Safety Programs in Industry

Aviation safety
In the United States, two organizations contribute to one of the world's lowest aviation accident rates. Mandatory accident investigation is carried out by the National Transportation Safety Board, while the Aviation Safety Reporting System receives voluntary reports to identify deficiencies and provide data for planning improvements. The latter system is confidential and provides reports back to stakeholders without regulatory action. Similarities and contrasts have been noted between the "cultures of safety" in medicine and aviation. Pilots and medical personnel operate in complex environments, interact with technology, and are subject to fatigue, stress, danger, and loss of life and prestige as a consequence of error. Given the enviable record of aviation in accident prevention, a similar medical adverse event system would include both mandatory (for severe incidents) and voluntary non-punitive reporting, teamwork training, feedback on performance and an institutional commitment to data collection and analysis. The Patient Safety Reporting System (PSRS) is a program modeled upon the Aviation Safety Reporting System and developed by the Department of Veterans Affairs (VA) and the National Aeronautics and Space Administration (NASA) to monitor patient safety through voluntary, confidential reports.
Near-miss reporting
A near miss is an unplanned event that did not result in injury, illness, or damage - but had the potential to do so. Reporting of near misses by observers is an established error reduction technique in aviation, and has been extended to private industry, traffic safety and fire-rescue services with reductions in accidents and injury. AORN, a US-based professional organization of perioperative registered nurses, has put in effect a voluntary near miss reporting system (SafetyNet), covering medication or transfusion reactions, communication or consent issues, wrong patient or procedures, communication breakdown or technology malfunctions. An analysis of incidents allows safety alerts to be issued to AORN members. AlmostME is another commercially offered solution for near-miss reporting in healthcare.
Limits of the industrial safety model
Unintended consequences may occur as improvements in safety are undertaken. It may not be possible to attain maximum safety goals in healthcare without adversely affecting patient care in other ways.

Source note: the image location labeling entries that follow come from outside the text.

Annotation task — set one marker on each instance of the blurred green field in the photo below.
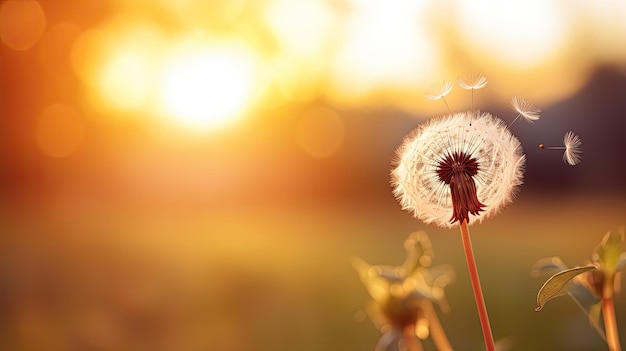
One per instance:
(278, 277)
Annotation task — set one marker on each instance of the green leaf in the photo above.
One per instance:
(609, 251)
(553, 287)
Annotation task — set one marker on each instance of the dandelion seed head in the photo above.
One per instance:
(483, 158)
(525, 108)
(438, 91)
(472, 82)
(572, 154)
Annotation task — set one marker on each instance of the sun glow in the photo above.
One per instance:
(204, 86)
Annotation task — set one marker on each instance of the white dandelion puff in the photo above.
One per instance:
(525, 109)
(439, 91)
(447, 171)
(472, 82)
(572, 154)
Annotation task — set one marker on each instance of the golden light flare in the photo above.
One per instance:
(59, 130)
(207, 85)
(22, 23)
(319, 132)
(203, 65)
(193, 80)
(291, 22)
(119, 65)
(54, 50)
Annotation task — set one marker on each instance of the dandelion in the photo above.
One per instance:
(571, 145)
(472, 82)
(448, 172)
(525, 109)
(439, 91)
(403, 297)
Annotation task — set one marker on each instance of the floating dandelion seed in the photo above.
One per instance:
(571, 145)
(472, 82)
(439, 91)
(447, 171)
(525, 109)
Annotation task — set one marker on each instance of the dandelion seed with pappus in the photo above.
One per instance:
(525, 109)
(571, 147)
(457, 169)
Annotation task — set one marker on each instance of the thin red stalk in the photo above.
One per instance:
(610, 323)
(478, 292)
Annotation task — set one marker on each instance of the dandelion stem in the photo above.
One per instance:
(610, 323)
(472, 99)
(478, 293)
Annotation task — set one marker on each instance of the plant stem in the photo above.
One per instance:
(478, 292)
(610, 323)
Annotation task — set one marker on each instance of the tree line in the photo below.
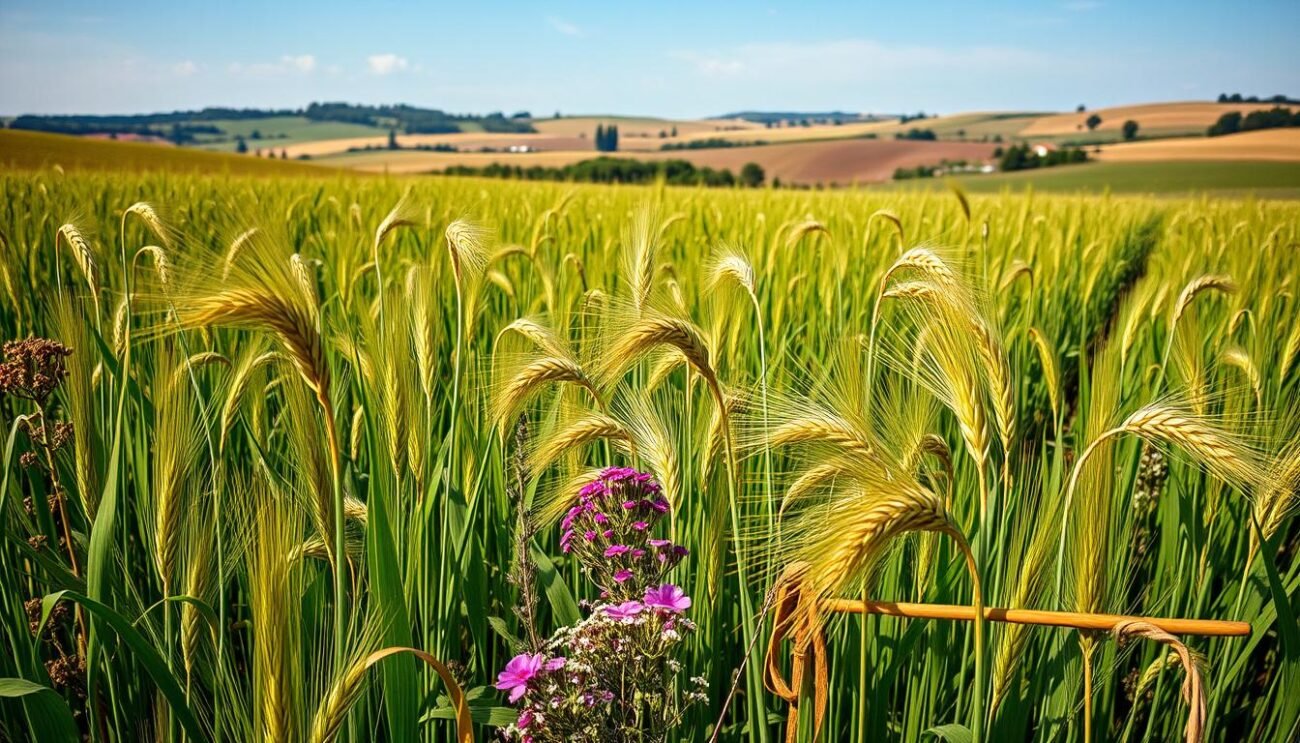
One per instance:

An example is blood transfusion; in recent years, to reduce the risk of transmissible infection in the blood supply, donors with only a small probability of infection have been excluded. The result has been a critical shortage of blood for other lifesaving purposes, with a broad impact on patient care. Application of high-reliability theory and normal accident theory can help predict the organizational consequences of implementing safety measures.